最近一个项目中,遇到了一个奇怪的现象,spring boot应用启动后,第一次访问页面总是会有大量的ajax请求pedding,然后刷新页面,大量的IOException
错误:
org.apache.catalina.connector.ClientAbortException: java.io.IOException: Broken pipe
at org.apache.catalina.connector.OutputBuffer.realWriteBytes(OutputBuffer.java:356)
at org.apache.catalina.connector.OutputBuffer.flushByteBuffer(OutputBuffer.java:815)
at org.apache.catalina.connector.OutputBuffer.append(OutputBuffer.java:720)
at org.apache.catalina.connector.OutputBuffer.writeBytes(OutputBuffer.java:391)
at org.apache.catalina.connector.OutputBuffer.write(OutputBuffer.java:369)
at org.apache.catalina.connector.CoyoteOutputStream.write(CoyoteOutputStream.java:96)
at com.fasterxml.jackson.core.json.UTF8JsonGenerator._flushBuffer(UTF8JsonGenerator.java:2039)
at com.fasterxml.jackson.core.json.UTF8JsonGenerator._writeBytes(UTF8JsonGenerator.java:1127)
at com.fasterxml.jackson.core.json.UTF8JsonGenerator.writeFieldName(UTF8JsonGenerator.java:253)
这个问题存在于服务器(CentOS 7)上,在开发者机器(Windows、Mac)上无法复现,这就比较诡异了。
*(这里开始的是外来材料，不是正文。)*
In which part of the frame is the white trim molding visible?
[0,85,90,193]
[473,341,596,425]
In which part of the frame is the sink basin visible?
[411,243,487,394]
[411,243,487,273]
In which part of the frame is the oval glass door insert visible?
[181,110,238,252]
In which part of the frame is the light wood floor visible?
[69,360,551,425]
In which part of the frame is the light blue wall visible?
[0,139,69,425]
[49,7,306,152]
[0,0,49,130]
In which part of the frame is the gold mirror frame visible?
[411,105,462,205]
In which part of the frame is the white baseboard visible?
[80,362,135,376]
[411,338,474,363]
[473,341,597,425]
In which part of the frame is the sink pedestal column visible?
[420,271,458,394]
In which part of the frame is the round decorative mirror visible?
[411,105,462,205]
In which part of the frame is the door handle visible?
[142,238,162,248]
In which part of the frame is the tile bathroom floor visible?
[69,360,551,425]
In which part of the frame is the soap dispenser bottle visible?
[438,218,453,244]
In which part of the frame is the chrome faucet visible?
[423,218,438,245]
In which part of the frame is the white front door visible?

首先想到的是日志查看法。日志级别设为debug,查看启动整个流程,没有发现明显异常,只是看到在IOException
之前发现有连续的几行类似的日志:
[12-05 13:54:32.912| WARN|1-exec-3|o.a.catalina.util.SessionIdGeneratorBase.log:179] Creation of SecureRandom instance for session ID generation using [SHA1PRNG] took [67,400] milliseconds.
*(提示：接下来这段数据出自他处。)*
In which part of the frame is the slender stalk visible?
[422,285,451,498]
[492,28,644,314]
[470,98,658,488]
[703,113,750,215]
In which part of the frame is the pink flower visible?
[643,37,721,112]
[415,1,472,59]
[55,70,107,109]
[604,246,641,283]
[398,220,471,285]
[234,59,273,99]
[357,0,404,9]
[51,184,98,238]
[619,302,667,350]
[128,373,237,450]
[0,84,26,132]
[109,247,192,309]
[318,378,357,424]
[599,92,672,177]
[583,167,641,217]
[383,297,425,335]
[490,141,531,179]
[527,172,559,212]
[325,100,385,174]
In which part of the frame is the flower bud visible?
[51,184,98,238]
[12-05 13:54:32.915| WARN|1-exec-2|o.a.catalina.util.SessionIdGeneratorBase.log:179] Creation of SecureRandom instance for session ID generation using [SHA1PRNG] took [67,401] milliseconds.
[12-05 13:54:32.912| WARN|-exec-12|o.a.catalina.util.SessionIdGeneratorBase.log:179] Creation of SecureRandom instance for session ID generation using [SHA1PRNG] took [7,738] milliseconds.
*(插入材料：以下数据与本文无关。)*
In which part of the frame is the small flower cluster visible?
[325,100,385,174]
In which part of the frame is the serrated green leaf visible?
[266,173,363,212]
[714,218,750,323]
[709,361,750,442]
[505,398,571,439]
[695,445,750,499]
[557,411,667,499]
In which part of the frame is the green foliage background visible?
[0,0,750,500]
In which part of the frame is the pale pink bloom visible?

[12-05 13:54:32.917| WARN|1-exec-9|o.a.catalina.util.SessionIdGeneratorBase.log:179] Creation of SecureRandom instance for session ID generation using [SHA1PRNG] took [7,755] milliseconds.
[12-05 13:54:32.917| WARN|1-exec-7|o.a.catalina.util.SessionIdGeneratorBase.log:179] Creation of SecureRandom instance for session ID generation using [SHA1PRNG] took [7,755] milliseconds.
这明显是在生成Session ID上消耗了太长的时间。为了证明这一点,我在页面ajax hang住期间,执行jstack ${pid}
命令,显示hang住期间的内存堆栈。堆栈显示如下(有精简):
"http-nio-7001-exec-4" #47 daemon prio=5 os_prio=0 tid=0x00007f851609b000 nid=0x34c7 in Object.wait() [0x00007f84befed000]
java.lang.Thread.State: RUNNABLE
at sun.security.provider.SecureRandom.engineNextBytes(SecureRandom.java:221)
- locked <0x00000000f517be18> (a sun.security.provider.SecureRandom)
at java.security.SecureRandom.nextBytes(SecureRandom.java:468)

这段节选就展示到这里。